I've spent the last few entries in this Burma Journal focusing on the
extraordinary Burmese men and
women who are fighting against one of the world's most repressive regimes, putting their lives on the line in the name of basic human rights. But after a few days in Rangoon last week, what struck me most about the visit was the citizenry itself: Fear and despair are omnipresent, but so is the commitment to try and make a decent life out of an impossible situation.
At the
American Center, an outpost of the American Embassy in Rangoon, newspapers, magazines, movies, books and classes are available to any Burmese citizen able to pay the $5 yearly membership fee and withstand the interrogation and monitoring from the military government that comes with a visit to the center.

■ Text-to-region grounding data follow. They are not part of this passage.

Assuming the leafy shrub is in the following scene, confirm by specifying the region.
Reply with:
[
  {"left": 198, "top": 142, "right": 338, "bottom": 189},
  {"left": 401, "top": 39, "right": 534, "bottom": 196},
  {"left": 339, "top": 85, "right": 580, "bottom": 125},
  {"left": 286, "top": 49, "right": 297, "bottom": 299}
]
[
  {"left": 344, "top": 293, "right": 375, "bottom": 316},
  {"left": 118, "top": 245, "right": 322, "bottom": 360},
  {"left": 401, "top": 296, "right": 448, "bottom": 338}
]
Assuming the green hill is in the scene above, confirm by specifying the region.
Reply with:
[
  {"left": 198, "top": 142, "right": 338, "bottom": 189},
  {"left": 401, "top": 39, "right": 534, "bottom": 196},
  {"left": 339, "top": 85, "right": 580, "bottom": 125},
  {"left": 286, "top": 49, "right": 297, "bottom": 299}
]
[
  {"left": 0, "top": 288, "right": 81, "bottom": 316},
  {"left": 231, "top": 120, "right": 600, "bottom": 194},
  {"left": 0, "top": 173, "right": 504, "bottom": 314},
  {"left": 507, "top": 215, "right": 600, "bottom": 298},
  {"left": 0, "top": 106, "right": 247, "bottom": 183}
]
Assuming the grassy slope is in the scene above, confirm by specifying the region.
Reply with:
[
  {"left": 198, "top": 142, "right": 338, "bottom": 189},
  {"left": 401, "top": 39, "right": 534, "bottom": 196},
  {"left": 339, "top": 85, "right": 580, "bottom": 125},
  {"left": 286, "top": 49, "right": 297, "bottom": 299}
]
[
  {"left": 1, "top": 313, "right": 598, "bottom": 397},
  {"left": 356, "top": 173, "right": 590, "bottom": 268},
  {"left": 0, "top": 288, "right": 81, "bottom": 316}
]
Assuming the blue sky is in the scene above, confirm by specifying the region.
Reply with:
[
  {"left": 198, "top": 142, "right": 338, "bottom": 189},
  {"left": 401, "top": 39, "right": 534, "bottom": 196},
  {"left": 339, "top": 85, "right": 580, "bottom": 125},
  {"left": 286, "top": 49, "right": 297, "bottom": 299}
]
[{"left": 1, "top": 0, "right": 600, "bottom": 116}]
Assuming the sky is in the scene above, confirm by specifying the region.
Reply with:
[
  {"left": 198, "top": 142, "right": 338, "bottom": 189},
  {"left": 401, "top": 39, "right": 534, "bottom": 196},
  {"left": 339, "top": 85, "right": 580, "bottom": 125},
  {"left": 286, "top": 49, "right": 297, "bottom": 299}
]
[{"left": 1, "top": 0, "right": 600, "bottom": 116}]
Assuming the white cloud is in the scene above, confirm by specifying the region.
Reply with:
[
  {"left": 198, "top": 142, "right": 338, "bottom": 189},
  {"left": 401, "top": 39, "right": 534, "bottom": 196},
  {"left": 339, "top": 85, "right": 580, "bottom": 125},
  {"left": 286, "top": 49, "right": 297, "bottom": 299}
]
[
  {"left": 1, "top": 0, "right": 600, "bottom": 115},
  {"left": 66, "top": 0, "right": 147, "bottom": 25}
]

Much has been written about this place, but it's still disarming to walk into a room filled with monks in saffron robes reading the
International Herald Tribune, Burmese students reading
Fortune (despite the fact that Burma's economic landscape is a calamity) and thin, elderly men lining up for an evening PowerPoint presentation on creative teaching practices. This curiosity, this desire to maintain a link to the outside world, is an expression of hope, of optimism that one day they will rejoin it.
I met one day with a young teacher who showed me copies of American films that she has reproduced illegally for students eager to learn more about cinema; the titles included "The Killing Fields" and "Hotel Rwanda." These were pirated, uncensored copies and could be seized at any time. Worse yet, the teacher could be detained and incarcerated for having supplied them -- but when asked about this possibility, she just shrugged. This was simply how it was done.
My cabdriver, whose parents had long ago been diplomats, told me with great enthusiasm about his time living in Washington, D.C., several decades ago. In the middle of this, his car broke down in bumper-to-bumper rush hour traffic in downtown Rangoon. He spent 15 minutes under the hood, tinkering with the transmission, adding oil. The car finally restarted. An hour later, it broke down again.
"This car here, it costs $18,000 in Burma," he said, referring to government inflation of basic goods inside the country. "In America, you can find it in the garbage." When I left him, he cheerily waved goodbye.
There are frustrations here -- unbelievable substandard living conditions, neglect, and a lack of basic services that we cannot possibly fathom, living, as we do, in the age of unlimited, immediate access to pretty much everything. The Burmese people are not unaware of the preposterous circumstances under which they have been forced to exist. But they have not stopped pursuing information and ideas and technology -- they just know they have to work harder to get to all of them.
In this way, their culture exists at once both inside and outside of their own country: the rules of the military junta are a wholly Burmese construction, but at the same time completely irrelevant to the character of the country. Perhaps the most vivid illustration of this was in a classroom inside the American Center, where elementary school-aged Burmese children had made collages out of images cut from magazines. Above a picture of Barack Obama, one had written "Our President." This wasn't misplaced desire; this was national pride.